Continuity of the inner-product in a Hilbert space with respect to unordered sums

Question

Let $\{x_\alpha\}_{\alpha\in A}$ be an indexed set of elements in a Hilbert space. We say that the unordered sum $\sum_{\alpha\in A}x_\alpha$ converges to $x$ if for every $\epsilon>0$ there is some finite subset $J_0$ of indices such that $$\|x-\sum_{\alpha\in J}x_\alpha\|<\epsilon$$ for all finite sets $J$ of indices containing $J_0$.

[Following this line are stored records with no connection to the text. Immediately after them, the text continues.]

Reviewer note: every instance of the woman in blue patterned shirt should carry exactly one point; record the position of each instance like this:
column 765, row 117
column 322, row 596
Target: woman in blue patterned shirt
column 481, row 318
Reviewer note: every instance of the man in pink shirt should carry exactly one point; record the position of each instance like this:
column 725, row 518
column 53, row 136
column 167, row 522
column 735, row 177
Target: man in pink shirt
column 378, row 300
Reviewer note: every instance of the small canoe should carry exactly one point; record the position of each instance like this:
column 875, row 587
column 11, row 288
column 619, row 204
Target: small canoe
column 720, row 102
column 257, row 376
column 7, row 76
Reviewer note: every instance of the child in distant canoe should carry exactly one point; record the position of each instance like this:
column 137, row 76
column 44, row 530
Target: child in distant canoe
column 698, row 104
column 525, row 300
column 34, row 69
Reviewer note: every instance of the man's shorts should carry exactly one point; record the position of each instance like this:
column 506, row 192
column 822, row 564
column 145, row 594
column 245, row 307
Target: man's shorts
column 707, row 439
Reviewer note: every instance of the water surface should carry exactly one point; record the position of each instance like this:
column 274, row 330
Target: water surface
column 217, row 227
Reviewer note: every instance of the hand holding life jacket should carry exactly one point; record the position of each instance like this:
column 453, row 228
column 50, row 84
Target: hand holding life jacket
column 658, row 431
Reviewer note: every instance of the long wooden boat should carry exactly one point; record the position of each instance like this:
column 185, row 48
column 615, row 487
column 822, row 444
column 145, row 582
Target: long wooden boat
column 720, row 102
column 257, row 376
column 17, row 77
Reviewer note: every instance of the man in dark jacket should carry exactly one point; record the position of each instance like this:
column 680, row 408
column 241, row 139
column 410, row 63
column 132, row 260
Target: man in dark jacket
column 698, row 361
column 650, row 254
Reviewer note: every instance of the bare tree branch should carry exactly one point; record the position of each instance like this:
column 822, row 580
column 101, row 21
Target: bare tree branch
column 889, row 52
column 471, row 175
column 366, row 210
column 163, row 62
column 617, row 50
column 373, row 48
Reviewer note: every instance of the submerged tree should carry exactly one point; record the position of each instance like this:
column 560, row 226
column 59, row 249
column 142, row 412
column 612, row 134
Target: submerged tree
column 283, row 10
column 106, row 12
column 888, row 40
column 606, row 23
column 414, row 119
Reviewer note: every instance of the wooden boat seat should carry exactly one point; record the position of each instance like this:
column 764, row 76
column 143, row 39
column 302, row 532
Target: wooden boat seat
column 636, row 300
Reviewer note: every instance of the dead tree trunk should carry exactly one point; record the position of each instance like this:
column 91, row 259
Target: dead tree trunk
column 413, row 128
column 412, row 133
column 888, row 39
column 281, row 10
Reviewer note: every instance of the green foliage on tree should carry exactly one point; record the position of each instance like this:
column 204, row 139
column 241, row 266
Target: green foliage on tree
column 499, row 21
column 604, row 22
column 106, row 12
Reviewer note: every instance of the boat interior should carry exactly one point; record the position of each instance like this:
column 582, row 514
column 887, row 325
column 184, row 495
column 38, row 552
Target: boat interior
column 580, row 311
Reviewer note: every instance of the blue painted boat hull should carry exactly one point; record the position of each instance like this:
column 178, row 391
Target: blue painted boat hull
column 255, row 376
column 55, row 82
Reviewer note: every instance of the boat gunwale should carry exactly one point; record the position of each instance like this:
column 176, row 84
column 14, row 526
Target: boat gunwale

On page 136 of John Hunter's Applied Analysis, or Theorem 11 in the same author's note say that

if the unordered sums $\sum_{\alpha\in A}x_\alpha,\sum_{\beta\in B}y_\beta$ converge in a Hilbert space, then the unordered sum (of inner products) $$\sum_{(\alpha,\beta)\in A\times B}\langle x_\alpha,y_\beta\rangle$$ converges and $$\sum_{(\alpha,\beta)\in A\times B}\langle x_\alpha,y_\beta\rangle= \langle \sum_{\alpha\in A}x_\alpha, \sum_{\beta\in B}y_\beta\rangle$$

---

The book and the note do not provide a proof but say that this follows from continuity of the inner product. However, the continuity of inner product only gives that $$\sum_{\alpha\in A}(\sum_{\beta\in B}\langle x_\alpha,y_\beta\rangle),\ \sum_{\beta\in B}(\sum_{\alpha \in A}\langle x_\alpha,y_\beta\rangle)$$ converge and did not give any information on the unordered sum $$\sum_{(\alpha,\beta)\in A\times B}$$ which involves finite subsets of $A\times B$ that are not necessarily of the form $E\times F\subset A\times B$; and this makes directly proving the claim unclear:

Choose $E_0,F_0$ such that $\|x-\sum_{\alpha\in E}x_\alpha\|<\epsilon$ and $\|y-\sum_{\beta\in F}y_\beta\|< \epsilon$ whenever $E\supset E_0$ and $F\supset F_0$. If $U$ contains $E_0\times F_0$, then there is $E\times F\supset E_0\times F_0$ and \begin{align*} \|\sum_{(\alpha,\beta)\in U}\langle x_\alpha,y_\beta\rangle - \langle \sum_{\alpha\in A}x_\alpha, \sum_{\beta\in B}y_\beta\rangle\| &\leq \|\sum_{(\alpha,\beta)\in U}\langle x_\alpha,y_\beta\rangle - \sum_{(\alpha,\beta)\in E\times F}\langle x_\alpha,y_\beta\rangle\|\\ &+\|\langle \sum_{\alpha\in E}x_\alpha,\sum_{\beta\in F}y_\beta\rangle - \langle \sum_{\alpha\in A}x_\alpha, \sum_{\beta\in B}y_\beta\rangle\| \end{align*} The second term is easy to upper bound, but I don't see a way to bound the first term.

---

I realize the solution provided is incorrect. I used the Cauchy-Schwartz inequality incorrectly. In the accepted answer it wrote $$\sum_{\alpha,\beta}|\langle x_\alpha,y_\beta\rangle|\leq (\sum_\alpha \|x_\alpha\|^2)^{1/2}(\sum_{\beta}\|y_\beta\|^2)^{1/2}<\infty$$ However, it should be $$\sum_{\alpha,\beta}|\langle x_\alpha,y_\beta\rangle|\leq (\sum_{\alpha,{\color{red}\beta}} \|x_\alpha\|^2)^{1/2}(\sum_{{\color{red}\alpha},\beta}\|y_\beta\|^2)^{1/2}=\infty$$ which made the argument invalid.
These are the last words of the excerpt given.